Artificial intelligence (AI) is an area of computer science that works towards creating machines that could make decisions, react, and interact just like a human would. To be considered AI a computer must be capable of recognizing speech, learn, plan, and solve problems. To do all this a computer must have a way to perceive the world and even interact with it (move). This type of technology has been used for personal assistants such as Siri and Alexa, for customer prediction (Netflix and Pandora), for autonomous vehicles, gaming etc. However, one application that has not been exploited is for signal processing.

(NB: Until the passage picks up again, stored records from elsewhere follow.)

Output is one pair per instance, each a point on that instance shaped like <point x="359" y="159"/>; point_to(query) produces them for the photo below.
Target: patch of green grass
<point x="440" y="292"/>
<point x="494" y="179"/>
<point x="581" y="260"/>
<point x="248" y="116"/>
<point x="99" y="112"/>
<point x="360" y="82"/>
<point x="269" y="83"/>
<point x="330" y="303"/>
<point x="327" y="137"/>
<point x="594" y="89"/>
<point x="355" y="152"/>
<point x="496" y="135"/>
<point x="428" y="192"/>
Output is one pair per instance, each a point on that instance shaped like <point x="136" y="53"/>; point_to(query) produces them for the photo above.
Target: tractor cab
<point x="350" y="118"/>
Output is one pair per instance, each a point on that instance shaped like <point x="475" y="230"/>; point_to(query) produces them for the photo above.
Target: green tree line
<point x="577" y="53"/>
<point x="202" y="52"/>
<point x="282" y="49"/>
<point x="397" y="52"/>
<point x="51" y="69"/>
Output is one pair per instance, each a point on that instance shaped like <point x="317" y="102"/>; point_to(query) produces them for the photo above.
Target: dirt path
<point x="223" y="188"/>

Deepwave Digital decided to be pioneers in using AI for signals. The company created the AIR-T (Artificial Intelligence Radio Transceiver) which is a high-power SBC that uses NVIDIA Jetson TX2 for signal processing and deep learning applications.
Nowadays we deal with an increasing number of signals, because of Wi-Fi and cellular communications, and the technology is still human dependent to select the correct frequencies. Because of this, the need for an AI to do the work for us has become increasingly high, and as it turns out the AI can do the work better than us.

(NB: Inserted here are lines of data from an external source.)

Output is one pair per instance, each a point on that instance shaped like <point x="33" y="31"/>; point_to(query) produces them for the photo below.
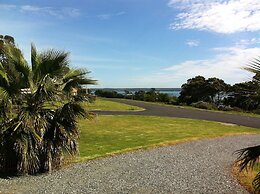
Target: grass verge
<point x="194" y="108"/>
<point x="106" y="105"/>
<point x="107" y="135"/>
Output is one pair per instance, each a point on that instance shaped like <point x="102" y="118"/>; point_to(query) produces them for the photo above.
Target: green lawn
<point x="102" y="104"/>
<point x="194" y="108"/>
<point x="106" y="135"/>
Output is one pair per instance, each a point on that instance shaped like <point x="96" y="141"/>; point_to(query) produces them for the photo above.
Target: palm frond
<point x="256" y="183"/>
<point x="248" y="157"/>
<point x="254" y="67"/>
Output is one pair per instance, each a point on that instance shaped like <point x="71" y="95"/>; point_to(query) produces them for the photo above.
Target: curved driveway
<point x="172" y="111"/>
<point x="195" y="167"/>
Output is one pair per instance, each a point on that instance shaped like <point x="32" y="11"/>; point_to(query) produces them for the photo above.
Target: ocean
<point x="169" y="91"/>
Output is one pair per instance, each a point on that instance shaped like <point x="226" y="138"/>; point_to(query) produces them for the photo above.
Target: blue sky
<point x="141" y="43"/>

The AIR-T board also includes Xilinx Artix 7 FPGA and an Analog Devices 9371 MIMO transceiver with two RX channels of 100 MHz and a couple of TX channels of 250 MHz for connectivity, the device includes Bluetooth, Wi-Fi, HDMI, GPIO/UART, USB 2.0 and 3.0 etc. It uses Ubuntu 16.04, and it can be programmed using Python or C++.
All these characteristics make the device adaptable to many applications which will allow users to create and shape different projects. This project gives users the ability to adapt to software defined radio. Deepwave said:
This versatile system can function as a highly parallel SDR, data recorder, or inference engine for deep learning algorithms. The embedded GPU allows for SDR applications to process bandwidths greater than 200 MHz in real-time.
The device is not yet on sale, and Deepwave is expected to launch a crowdfunding to commercialize the product in the future, so there is still no information about price or sellers.
The idea is to redefine how signal processing is done using machine learning.